His expression softened, shoulders slackening. "They are, aren't they? The gardeners do most of the work, of course, but in the past, my father used to enjoy tending to the flowers in spring."
"That sounds lovely," Alicia replied - and she meant it. She had fond memories from before the death of her Mama, gardening together. They had spent hours in their little patch of land at the back of the house, planting flower seeds and vegetables and all sorts of things. Neither of them were good with plants, though, and most died by the end of the year. Still, it had been nothing if not exciting to watch the flowers grow.
"If you get the position," Lord Arvill said cautiously, as if too afraid to tell her outright that it was hers, "then you'll have free rein of both the manor and its land. However, the children aren't allowed to go alone; there's a lot of space for young children to get lost, even if they insist that they know the gardens as well as the house. Which brings me to my next point," he continued, his intense blue eyes fixed back on Alicia, "Expected duties. You will be expected to know where they are at all times, even if they insist it isn't necessary. They are to have arithmetic lessons in the morning, reading and writing after lunch, and exercise in the afternoon. Following that, they are to wash and change for dinner, after which you will be dismissed. I would appreciate it if you could teach them history as well; is that something you can do?"
Her education wasn’t as sharp as it could have been as she had only attended public school for the first few years. Papa had decided when she was seven that homeschooling was the way to go; after which, she had picked up learning tremendously fast. "I believe I can teach them the basics of English history, yes."
"What about geography?"
Alicia deflated, feeling disappointment fill her chest. "I'm afraid not, my lord."
His frown was gentle but still enough to make Alicia wince and shrink back into her seat. There goes my chance, she thought bitterly, and I tried so hard, too.
Except he didn't end the interview then, just like she expected. Instead, he simply shrugged his broad shoulders and said, "Well, never mind. I can always hire a specialist teacher for geography lessons. I don't expect you to know everything, Miss Sempill."

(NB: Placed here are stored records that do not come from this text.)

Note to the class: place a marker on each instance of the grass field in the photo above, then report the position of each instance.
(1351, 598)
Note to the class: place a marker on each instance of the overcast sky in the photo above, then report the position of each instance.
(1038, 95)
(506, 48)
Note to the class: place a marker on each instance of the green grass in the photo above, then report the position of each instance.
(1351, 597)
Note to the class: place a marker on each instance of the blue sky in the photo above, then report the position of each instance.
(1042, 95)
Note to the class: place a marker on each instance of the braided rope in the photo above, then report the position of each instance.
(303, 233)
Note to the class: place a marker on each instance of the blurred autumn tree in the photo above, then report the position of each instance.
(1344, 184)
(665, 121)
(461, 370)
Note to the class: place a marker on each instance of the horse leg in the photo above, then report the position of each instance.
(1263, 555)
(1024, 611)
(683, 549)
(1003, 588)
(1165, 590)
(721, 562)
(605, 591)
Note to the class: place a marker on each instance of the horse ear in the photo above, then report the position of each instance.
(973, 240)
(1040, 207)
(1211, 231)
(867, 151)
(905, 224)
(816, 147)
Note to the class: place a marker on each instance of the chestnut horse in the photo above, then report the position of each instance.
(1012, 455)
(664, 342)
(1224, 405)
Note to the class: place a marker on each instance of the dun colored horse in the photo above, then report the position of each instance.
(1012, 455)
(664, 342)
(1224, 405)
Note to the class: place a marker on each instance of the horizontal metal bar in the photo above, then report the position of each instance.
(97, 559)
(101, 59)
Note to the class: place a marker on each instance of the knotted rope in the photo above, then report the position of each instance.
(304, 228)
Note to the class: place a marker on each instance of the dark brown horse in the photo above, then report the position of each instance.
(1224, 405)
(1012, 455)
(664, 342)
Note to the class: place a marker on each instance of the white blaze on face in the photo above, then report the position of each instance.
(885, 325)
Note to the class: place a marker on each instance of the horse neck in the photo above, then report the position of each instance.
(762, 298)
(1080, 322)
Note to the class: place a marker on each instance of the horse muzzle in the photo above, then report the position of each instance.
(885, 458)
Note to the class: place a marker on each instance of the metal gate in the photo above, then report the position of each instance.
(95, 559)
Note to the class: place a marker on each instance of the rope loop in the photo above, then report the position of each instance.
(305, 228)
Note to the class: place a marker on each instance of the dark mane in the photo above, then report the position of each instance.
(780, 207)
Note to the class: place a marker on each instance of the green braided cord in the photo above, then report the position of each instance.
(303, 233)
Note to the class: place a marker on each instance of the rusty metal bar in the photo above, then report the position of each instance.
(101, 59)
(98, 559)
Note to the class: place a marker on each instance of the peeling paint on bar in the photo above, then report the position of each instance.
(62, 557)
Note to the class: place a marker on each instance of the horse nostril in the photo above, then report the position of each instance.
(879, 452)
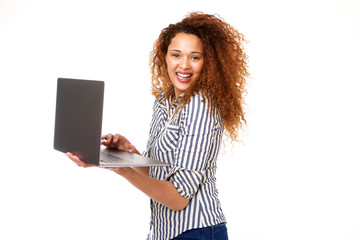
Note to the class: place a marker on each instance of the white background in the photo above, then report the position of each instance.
(296, 174)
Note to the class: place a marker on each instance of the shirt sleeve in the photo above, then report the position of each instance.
(196, 137)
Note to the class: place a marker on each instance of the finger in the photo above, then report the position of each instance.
(109, 138)
(117, 138)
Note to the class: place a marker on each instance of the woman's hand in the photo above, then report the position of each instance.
(117, 141)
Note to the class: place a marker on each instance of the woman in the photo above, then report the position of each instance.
(199, 75)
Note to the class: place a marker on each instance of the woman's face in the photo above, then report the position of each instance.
(184, 61)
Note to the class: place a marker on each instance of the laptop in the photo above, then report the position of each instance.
(78, 123)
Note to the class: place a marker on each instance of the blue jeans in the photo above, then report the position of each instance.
(217, 232)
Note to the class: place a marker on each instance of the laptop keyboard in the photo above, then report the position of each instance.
(104, 157)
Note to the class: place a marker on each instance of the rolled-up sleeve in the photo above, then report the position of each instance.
(196, 138)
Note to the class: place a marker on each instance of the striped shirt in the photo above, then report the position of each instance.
(189, 140)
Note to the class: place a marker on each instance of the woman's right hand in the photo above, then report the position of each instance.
(117, 141)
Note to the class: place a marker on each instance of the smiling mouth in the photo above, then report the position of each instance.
(184, 76)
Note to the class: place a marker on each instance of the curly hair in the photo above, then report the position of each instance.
(223, 78)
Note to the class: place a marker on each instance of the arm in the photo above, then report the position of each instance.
(161, 191)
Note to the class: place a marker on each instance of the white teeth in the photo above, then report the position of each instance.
(184, 75)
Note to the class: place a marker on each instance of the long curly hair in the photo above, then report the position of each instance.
(225, 70)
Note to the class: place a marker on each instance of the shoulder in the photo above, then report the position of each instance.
(198, 110)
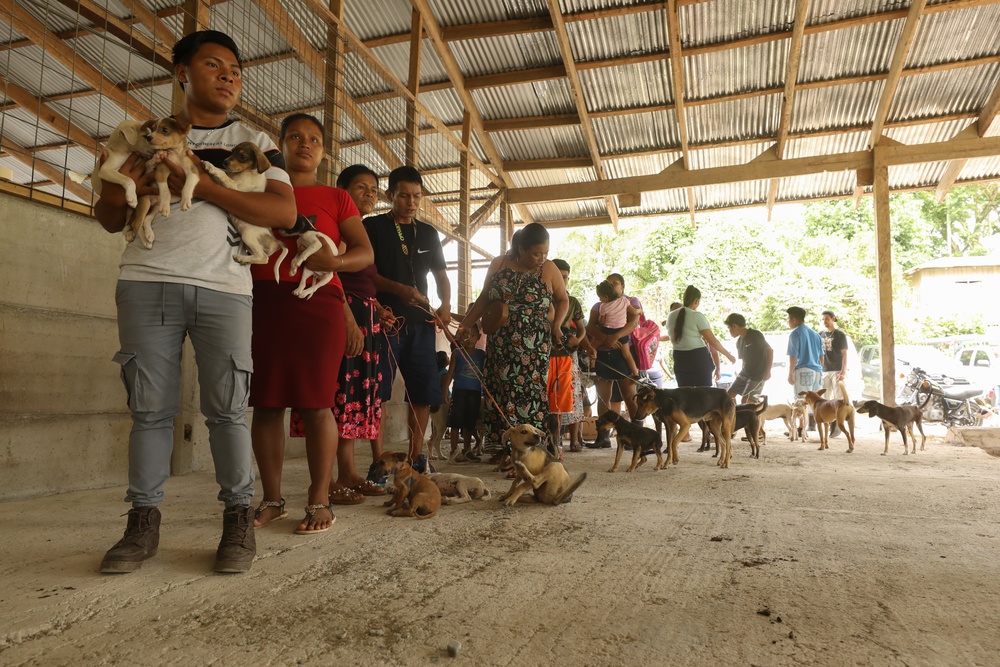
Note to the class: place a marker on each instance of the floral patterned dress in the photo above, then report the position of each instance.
(517, 356)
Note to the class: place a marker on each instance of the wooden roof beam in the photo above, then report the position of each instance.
(899, 54)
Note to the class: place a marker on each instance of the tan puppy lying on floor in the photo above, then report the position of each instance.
(457, 489)
(837, 409)
(415, 495)
(537, 469)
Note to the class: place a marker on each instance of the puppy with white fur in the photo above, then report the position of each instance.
(244, 172)
(457, 489)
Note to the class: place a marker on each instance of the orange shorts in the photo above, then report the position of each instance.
(560, 385)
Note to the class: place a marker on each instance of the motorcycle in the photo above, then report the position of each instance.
(940, 401)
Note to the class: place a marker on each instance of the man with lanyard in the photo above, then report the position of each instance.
(805, 356)
(834, 359)
(406, 250)
(757, 358)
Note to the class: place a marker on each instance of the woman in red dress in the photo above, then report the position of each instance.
(298, 344)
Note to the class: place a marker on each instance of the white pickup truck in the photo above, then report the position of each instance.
(982, 368)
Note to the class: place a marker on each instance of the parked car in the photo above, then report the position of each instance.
(934, 362)
(981, 367)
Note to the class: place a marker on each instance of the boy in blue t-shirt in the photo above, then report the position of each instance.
(465, 369)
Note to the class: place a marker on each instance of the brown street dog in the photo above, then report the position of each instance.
(415, 495)
(901, 418)
(168, 138)
(537, 470)
(639, 439)
(826, 411)
(686, 406)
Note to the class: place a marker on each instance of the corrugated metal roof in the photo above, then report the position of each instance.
(738, 119)
(618, 36)
(755, 67)
(478, 57)
(627, 86)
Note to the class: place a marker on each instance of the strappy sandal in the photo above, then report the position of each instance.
(266, 505)
(346, 496)
(368, 488)
(310, 511)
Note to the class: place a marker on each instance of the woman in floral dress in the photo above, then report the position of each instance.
(517, 355)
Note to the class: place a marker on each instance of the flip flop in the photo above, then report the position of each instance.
(346, 496)
(368, 488)
(310, 511)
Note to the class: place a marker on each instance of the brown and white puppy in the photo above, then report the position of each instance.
(686, 406)
(792, 414)
(168, 137)
(126, 139)
(415, 495)
(825, 411)
(537, 470)
(244, 172)
(900, 418)
(457, 489)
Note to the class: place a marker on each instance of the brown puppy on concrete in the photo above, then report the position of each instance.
(901, 418)
(537, 469)
(415, 495)
(826, 411)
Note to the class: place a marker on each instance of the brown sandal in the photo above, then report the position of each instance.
(346, 496)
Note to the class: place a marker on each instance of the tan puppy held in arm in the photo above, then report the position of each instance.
(168, 137)
(457, 489)
(245, 169)
(839, 410)
(537, 470)
(415, 495)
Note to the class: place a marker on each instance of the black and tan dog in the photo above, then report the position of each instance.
(415, 495)
(900, 418)
(537, 469)
(686, 406)
(639, 439)
(838, 410)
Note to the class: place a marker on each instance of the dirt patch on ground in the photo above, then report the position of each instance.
(802, 557)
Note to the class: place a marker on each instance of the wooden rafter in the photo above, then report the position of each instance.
(899, 54)
(576, 90)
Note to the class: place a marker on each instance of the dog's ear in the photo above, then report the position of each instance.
(263, 164)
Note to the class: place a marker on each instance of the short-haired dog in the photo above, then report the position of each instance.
(457, 489)
(244, 172)
(168, 138)
(901, 418)
(638, 438)
(840, 410)
(686, 406)
(537, 469)
(415, 495)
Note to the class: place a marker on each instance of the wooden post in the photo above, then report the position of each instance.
(883, 261)
(464, 207)
(333, 86)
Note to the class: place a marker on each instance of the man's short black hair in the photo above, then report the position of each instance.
(403, 175)
(735, 319)
(350, 173)
(797, 312)
(187, 46)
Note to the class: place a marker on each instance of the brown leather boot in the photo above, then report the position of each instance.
(238, 545)
(142, 537)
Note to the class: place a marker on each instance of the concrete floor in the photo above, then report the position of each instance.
(802, 557)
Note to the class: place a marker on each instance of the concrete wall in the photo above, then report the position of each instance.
(63, 420)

She tried to utter thank you, but all that left Alicia's lips was a drawn-out sigh of relief. Perhaps things weren't so terrible after all. In fact, she could almost let herself believe that things were going well.
"One last question," Lord Arvill said after a moment. He pushed the papers away and folded his arms, leaning across the desk to look her directly in the eyes. Alicia couldn't look away, and his intense expression never wavered. "Would you like to meet the children now?"
Oh. That was all? She thought that he was going to berate her or ask an impossible question that she couldn't answer. This, she could deal with. "I would love to," she replied, putting every ounce of false confidence into her voice. It didn't hurt to try, did it?
Lord Arvill stood, brushing invisible creases from his trousers. "They're upstairs in the playroom, which is coincidentally next to the room you will be using for lessons." He gestured to the door. "Now, they've never had a governess or even a nanny before, so I can't say for sure how they will react. I hope you understand that this will decide whether I hire you or not."
Alicia nodded as she scrambled to her feet, almost tumbling over her skirts in the rush. She was only trying to impress - but perhaps she was trying too hard, and only making even more of a fool of herself in the process.